Tempat khusyu’ adalah di dalam hati. Namun, khusyu’ juga memberikan dampak terhadap jasmani. Sebab, anggota tubuh akan mengikuti hati. Jika hati khusyu’ anggota badan pun akan tenang dan tentram. Jika khusyu’ rusak, rusak pulalah ibadah yang dilakukan oleh anggota badan seseorang.

Mayoritas ulama berpendapat bahwa khusyu’ adalah sesuatu yang diwajibkan. Allah berfirman, yang artinya,

“Jadikanlah sabar dan salat sebagai penolongmu. Dan sesungguhnya yang demikian itu sungguh berat, kecuali bagi orang-orang yang khusyu’”.(Al-Baqarah:45)

Ibnu Taimiyah mengatakan bahwa ayat di atas menunjukkan ancaman terhadap orang-orang yang tidak khusyu’. Dan ancaman itu, tidak akan terjadi kecuali terhadap orang-orang yang meninggalkan sebuah kewajiban, atau mengerjakan sesuatu yang haram. Dengan demikian, jika orang-orang yang tidak khusyu’ itu diancam, artinya khusyu’ adalah wajib hukumnya.

Oleh karena itu, mengusahakan sebab-sebab khusyu’ merupakan sebuah keharusan. Secara garis besar, sebab-sebab yang menjadikan seseorang khusyu’ terbagi dalam dua hal, yaitu, pertama, mendatangkan segala sesuatu yang dapat mewujudkan kekhusyukan di dalam salat kemudian memperkuatnya, kedua, membendung segala sesuatu yang dapat menghapus dan menghilangkan kekhusyukan tersebut.

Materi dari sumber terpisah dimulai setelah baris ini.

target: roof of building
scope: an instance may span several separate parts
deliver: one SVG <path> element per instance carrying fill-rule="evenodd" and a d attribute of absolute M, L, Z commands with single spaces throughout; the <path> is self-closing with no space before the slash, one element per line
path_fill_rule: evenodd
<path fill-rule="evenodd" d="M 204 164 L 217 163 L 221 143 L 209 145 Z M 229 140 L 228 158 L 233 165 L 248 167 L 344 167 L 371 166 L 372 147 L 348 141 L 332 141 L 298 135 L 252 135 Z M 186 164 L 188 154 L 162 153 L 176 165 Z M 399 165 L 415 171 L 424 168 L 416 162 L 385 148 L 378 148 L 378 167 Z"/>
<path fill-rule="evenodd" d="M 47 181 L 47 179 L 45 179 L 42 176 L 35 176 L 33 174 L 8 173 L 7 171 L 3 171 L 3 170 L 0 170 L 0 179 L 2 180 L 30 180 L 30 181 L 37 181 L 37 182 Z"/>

Berikut ini, sebab-sebab khusyu’ kategori pertama yang terpenting:

Mempersiapkan Diri untuk Salat

Persiapan untuk salat ini dilakukan sejak muadzin mengumandangkan adzan, yaitu dengan menjawab kalimat-kalimat adzan. Setelah itu berdoa dengan doa setelah adzan yang diriwayatkan dari Nabi shallallahu ‘alaihi wa sallam. Adalah baik untuk berwudhu dari rumah daripada berwudhu di masjid. Maka, wudhulah dengan tata cara yang disyariatkan oleh Rasulullah shallallahu ‘alaihi wa sallam dan bacalah doa setelah wudhu. Termasuk dalam membersihkan diri adalah bersiwak serta mengharumkan mulut di mana nanti lisan merupakan jalan dilantunkannya Al-Quran.

Mengenakan pakaian yang baik merupakan hal yang diperintahkan oleh Allah dalam firmannya surah Al-A’raf ayat 31. Juga, jangan pula memancing ketidakhusyukan jamaah lain dengan mengenakan pakaian yang bergambar pada bagian belakangnya.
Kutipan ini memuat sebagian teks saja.